Poster art for "Those Redheads from Seattle"Paramount's lively "Those Redheads from Seattle," directed in 1953 by Lewis R. Foster, was yet another overripe musical designed to exploit the 3-D craze, much less cheesy than two other 3-D musicals, George Marshall's "Red Garters" and Lloyd Bacon's "The French Line," both from 1954.
Brewer shares the title role with Rhonda Fleming and sister duo, Cynthia and Kay Bell, as members of a singing-sister act, The Edmunds, performing in saloons in the Yukon during the Gold Rush days of 1898 - and hoping to strike their own fortune. The inimitable Agnes Moorehead plays their mother.
The plot, such as it is, involves Fleming's suspicion that the act's boss - a saloon owner played by Gene Barry (with the untrustworhty name, Johnny Kisco) - may be the very no-account who murdered the girls' beloved father.
Teresa Brewer with Guy Mitchell in a musical number
Brewer's endearing, outsized perkiness - she was dubbed "the little girl with the big voice" at the time - made her a screen natural. The camera loved her. And, for what it's worth, she steals the movie - or what little there is to steal.
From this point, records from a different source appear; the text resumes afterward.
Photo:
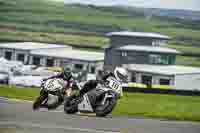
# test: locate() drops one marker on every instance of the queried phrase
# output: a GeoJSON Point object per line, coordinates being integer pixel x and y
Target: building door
{"type": "Point", "coordinates": [36, 61]}
{"type": "Point", "coordinates": [21, 57]}
{"type": "Point", "coordinates": [50, 63]}
{"type": "Point", "coordinates": [8, 55]}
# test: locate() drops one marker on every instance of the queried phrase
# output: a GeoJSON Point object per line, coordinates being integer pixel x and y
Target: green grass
{"type": "Point", "coordinates": [170, 107]}
{"type": "Point", "coordinates": [48, 17]}
{"type": "Point", "coordinates": [18, 93]}
{"type": "Point", "coordinates": [159, 106]}
{"type": "Point", "coordinates": [188, 61]}
{"type": "Point", "coordinates": [185, 49]}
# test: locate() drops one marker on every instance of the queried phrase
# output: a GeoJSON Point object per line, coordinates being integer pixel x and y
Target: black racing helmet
{"type": "Point", "coordinates": [67, 73]}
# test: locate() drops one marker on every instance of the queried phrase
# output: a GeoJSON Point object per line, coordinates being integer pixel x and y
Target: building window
{"type": "Point", "coordinates": [78, 66]}
{"type": "Point", "coordinates": [92, 69]}
{"type": "Point", "coordinates": [161, 59]}
{"type": "Point", "coordinates": [133, 77]}
{"type": "Point", "coordinates": [164, 82]}
{"type": "Point", "coordinates": [50, 63]}
{"type": "Point", "coordinates": [146, 79]}
{"type": "Point", "coordinates": [36, 61]}
{"type": "Point", "coordinates": [21, 57]}
{"type": "Point", "coordinates": [8, 55]}
{"type": "Point", "coordinates": [124, 54]}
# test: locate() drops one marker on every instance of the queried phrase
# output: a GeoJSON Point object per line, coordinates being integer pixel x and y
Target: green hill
{"type": "Point", "coordinates": [78, 25]}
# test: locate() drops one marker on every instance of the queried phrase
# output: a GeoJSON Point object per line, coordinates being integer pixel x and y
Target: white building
{"type": "Point", "coordinates": [20, 51]}
{"type": "Point", "coordinates": [52, 55]}
{"type": "Point", "coordinates": [78, 59]}
{"type": "Point", "coordinates": [177, 77]}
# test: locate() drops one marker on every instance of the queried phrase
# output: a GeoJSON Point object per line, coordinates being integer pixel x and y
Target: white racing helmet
{"type": "Point", "coordinates": [121, 74]}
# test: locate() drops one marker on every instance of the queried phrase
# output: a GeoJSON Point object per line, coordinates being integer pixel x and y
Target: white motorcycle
{"type": "Point", "coordinates": [100, 100]}
{"type": "Point", "coordinates": [51, 94]}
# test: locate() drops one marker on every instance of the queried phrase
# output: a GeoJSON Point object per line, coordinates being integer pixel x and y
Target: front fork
{"type": "Point", "coordinates": [105, 98]}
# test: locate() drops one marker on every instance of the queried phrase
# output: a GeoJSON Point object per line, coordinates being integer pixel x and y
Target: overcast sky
{"type": "Point", "coordinates": [173, 4]}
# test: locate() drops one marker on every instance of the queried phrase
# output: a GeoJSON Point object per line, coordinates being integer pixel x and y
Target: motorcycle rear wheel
{"type": "Point", "coordinates": [104, 110]}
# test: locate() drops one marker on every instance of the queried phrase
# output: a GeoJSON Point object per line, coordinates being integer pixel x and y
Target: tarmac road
{"type": "Point", "coordinates": [18, 117]}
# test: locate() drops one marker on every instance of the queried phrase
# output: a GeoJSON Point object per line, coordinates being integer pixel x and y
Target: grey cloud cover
{"type": "Point", "coordinates": [173, 4]}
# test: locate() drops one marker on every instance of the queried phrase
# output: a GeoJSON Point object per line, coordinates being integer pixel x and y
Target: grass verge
{"type": "Point", "coordinates": [171, 107]}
But nothing came of her film debut. The problem may be that she didn't have musical numbers here as infectious as her signature songs, "Music, Music, Music" and "Ricochet Romance." Too bad. Because if Doris Day hadn't been available (and as wonderful as she was), Brewer would have made a terrific Babe Williams in "The Pajama Game."
Another missed opportunity.
Note in Passing: Co-incidentally, Guy Mitchell, a young musical leading man of the era, had roles in both "Redheads" and "Red Garters."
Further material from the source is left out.